R. Quando se investigam organizações criminosas, não é possível ter todo o quadro pintado desde o princípio. Não sabemos quem são os cúmplices. Os esquemas criminosos que vimos são muito grandes, envolvem muitas pessoas e movimentam grandes quantidades de dinheiro. É preciso tomar cuidado, porque em muitos casos a prisão é importante para que não destruam provas nem entrem em contato com pessoas do Governo. Além disso, é importante retirar os corruptos do mundo político, não devem existir segundas oportunidades.
P. Sua decisão de enviar Cabral a uma das temidas prisões federais foi especialmente polêmica.
R. Não o fiz porque me sentisse ameaçado, como foi dito, mas porque na prisão de Benfica ele estava recebendo informação que não deveria. No julgamento falou da loja de bijuterias do meu pai, e isso era algo conhecido pela imprensa, mas depois falou mais, e disse que era informação que havia recebido. Ele me olhou nos olhos, como se dissesse “sei onde você mora”. Entendi que estava tentando descobrir mais sobre minha família. Decidi que seria transferido. Em Benfica estava aparentemente recebendo benefícios irregulares. Apareceu na cadeia, por exemplo, uma televisão de 65 polegadas de uma suposta doação. Não podemos nos esquecer que o ex-governador Sérgio Cabral agiu ativamente para que o atual governador do Rio fosse eleito. Isso talvez também justifique sua transferência a outro Estado.
P. Até que ponto a escolha do Rio como cidade-sede das Olimpíadas foi resultado de suborno?
R. Existe a suspeita de um vínculo entre a escolha da cidade e a construção do metrô, os estádios olímpicos… de que as construtoras eram escolhidas caso pagassem chantagens indevidas. Existe uma suspeita de forte ligação entre a escolha e a corrupção das construtoras.
P. O ex-presidente Fernando Henrique Cardoso falou em uma entrevista ao EL PAÍS de que não se trata somente de mudar as instituições, mas a cultura de privilégios. Concorda?
R. Sim, por um lado está a corrupção que afeta um caso concreto, quando uma pessoa suborna um fiscal ou um policial. Mas por outro está a corrupção sistêmica e governamental, que causa danos muito maiores porque afeta um número muito maior de pessoas, ou seja, todos os que dependem do sistema público de saúde, de mobilidade urbana, de segurança. A base da pirâmide social é a mais afetada pela corrupção política. Além disso, a cultura da corrupção é disseminada em toda a sociedade, porque se um médico precisa pagar subornos para obter uma licença para seu consultório, esse médico por sua vez se sentirá legitimado a também pedir subornos. Mas, além disso, há uma dimensão muito importante que é quando a cúpula é corrupta, isso faz com que os escalões seguintes se corrompam porque o chefe corrupto não pode fiscalizar os subordinados e lhes permite que tenham sua própria rede. Para que o sistema se mantenha por tantos anos, é preciso que algumas estruturas apoiem e protejam as demais para poder se perpetuar no tempo.

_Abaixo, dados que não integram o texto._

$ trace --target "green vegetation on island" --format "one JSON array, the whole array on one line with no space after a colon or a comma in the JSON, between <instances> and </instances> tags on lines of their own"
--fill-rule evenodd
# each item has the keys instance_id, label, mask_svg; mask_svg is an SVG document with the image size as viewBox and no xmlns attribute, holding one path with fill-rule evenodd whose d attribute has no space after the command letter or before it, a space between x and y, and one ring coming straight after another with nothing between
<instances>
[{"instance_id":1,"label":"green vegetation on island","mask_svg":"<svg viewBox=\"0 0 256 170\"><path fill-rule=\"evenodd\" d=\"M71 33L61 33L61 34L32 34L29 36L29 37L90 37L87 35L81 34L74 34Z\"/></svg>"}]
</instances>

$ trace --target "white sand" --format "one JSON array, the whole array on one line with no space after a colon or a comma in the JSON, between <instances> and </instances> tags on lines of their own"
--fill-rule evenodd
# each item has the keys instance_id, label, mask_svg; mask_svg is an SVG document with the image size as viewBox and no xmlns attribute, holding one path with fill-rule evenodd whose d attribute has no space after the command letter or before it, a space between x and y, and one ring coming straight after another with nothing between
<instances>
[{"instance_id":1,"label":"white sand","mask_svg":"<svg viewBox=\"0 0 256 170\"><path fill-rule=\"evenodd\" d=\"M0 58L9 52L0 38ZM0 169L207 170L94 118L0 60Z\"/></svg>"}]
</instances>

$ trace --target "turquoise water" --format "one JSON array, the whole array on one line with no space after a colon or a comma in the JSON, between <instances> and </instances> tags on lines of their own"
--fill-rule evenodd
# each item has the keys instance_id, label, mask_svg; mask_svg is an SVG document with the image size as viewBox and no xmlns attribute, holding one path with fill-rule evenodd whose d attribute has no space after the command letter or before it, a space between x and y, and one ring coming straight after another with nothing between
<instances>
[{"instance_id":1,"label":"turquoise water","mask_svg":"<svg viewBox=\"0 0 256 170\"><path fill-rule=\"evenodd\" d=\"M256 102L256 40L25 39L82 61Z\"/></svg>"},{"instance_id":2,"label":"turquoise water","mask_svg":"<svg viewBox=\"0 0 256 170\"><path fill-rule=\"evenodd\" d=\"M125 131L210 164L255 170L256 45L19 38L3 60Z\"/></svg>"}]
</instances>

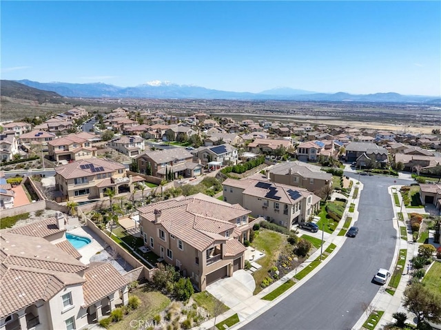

P. O senhor é uma pessoa muito religiosa, que frequentemente cita passagens bíblicas em suas sentenças. Qual é o papel de Deus na justiça dos homens?
R. Eu cito princípios e provérbios que têm uma origem histórica. Posso citar o rei Salomão, mas nunca citarei o arcanjo Gabriel. Eu respeito as pessoas que não acreditam no que eu acredito. Disse a Cabral que Jesus nos ensinou a perdoar os que nos ofendem, e não vejo nenhum problema nisso.
P. Há certa percepção de que o senhor tem um inimigo no Supremo, Gilmar Mendes, inclinado a revogar suas decisões como a de enviar Cabral a um presídio federal.
R. Não tenho nenhum problema com ele. Minhas decisões não são necessariamente perfeitas. Um juiz precisa aceitar com naturalidade decisões diferentes das suas, especialmente se forem imparciais.
P. E as de Gilmar Mendes são imparciais?
R. Prefiro não responder a essa pergunta. Eu devo respeitar e obedecer. Se admiro pessoalmente a uns e outros é outra questão.